Here is a good performance on youtube:






I'm also fond of Morning Dance, Masks and Romeo with Friar Tuck. Considering the complete Suite is about an hour and half long there is certainly plenty to like!


----------



## bassClef (Oct 29, 2006)

I love this ballet, I like to listen to it all, but stand-out pieces for me:

Act 1:
The street awakens - morning dance
The fight
Juliet as a young girl
Masks
Tybalt Recognises Romeo

Act II:
Romeo and Mercutio
Dance with Mandolins
The people continue to make merry
Tybalt and Mercutio fight / Tybalt dies

Act III:
Juliet refuses to marry Paris
Juliet's room
Morning serenade


----------



## R-F (Feb 12, 2008)

I would say The Death of Tybalt is my favourite piece, too. Not only is it extremely exciting, I think it's very well written too. 

I also enjoy Dance with Mandolins and Romeo at Juliets Tomb.


----------



## Tapkaara (Apr 18, 2006)

My favorite number is the Dance of the Motagues and Capulets. It was used to great effect as the music in the opening credits of the film Caligula.


----------



## Conor71 (Feb 19, 2009)

I just purchased Romeo & Juliet a couple of days ago - My favourite so far is Dance of the Knights!


----------



## Padawan (Aug 27, 2009)

I was listening to Romeo & Juliet Suite No. 2, Op. 64B - Montagues & Capulets today and it's just an amazing listening experience for me. Being new to classical music, the number of changes in moods and tempo fascinate me. 

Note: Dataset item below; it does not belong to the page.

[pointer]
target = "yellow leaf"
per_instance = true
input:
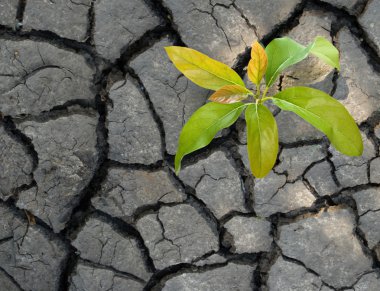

Are Dance of the Knights and Dance of the Montagues & Capulets the same thing?


----------



## Cortision (Aug 4, 2009)

I'm with C71!


----------



## cultchas (Sep 19, 2009)

Tapkaara said:


> My favorite number is the Dance of the Motagues and Capulets. It was used to great effect as the music in the opening credits of the film Caligula.


Same here. I just got confused when I first saw the movie knowing it was for Romeo and Juliet. But just for the music itself, its a great choice for an opening, especially on DVD where the sound is like when I first heard it on record. The haunting cadenza of that tune surely grabs ones attention making eyes glued to the seal/coin of Little boots while cast is being flashed. 

Aram Khachaturian tunes was also fit for that movie. Great production as well.

I wonder though if the dance steps on the movie by Caligula was authentic.


----------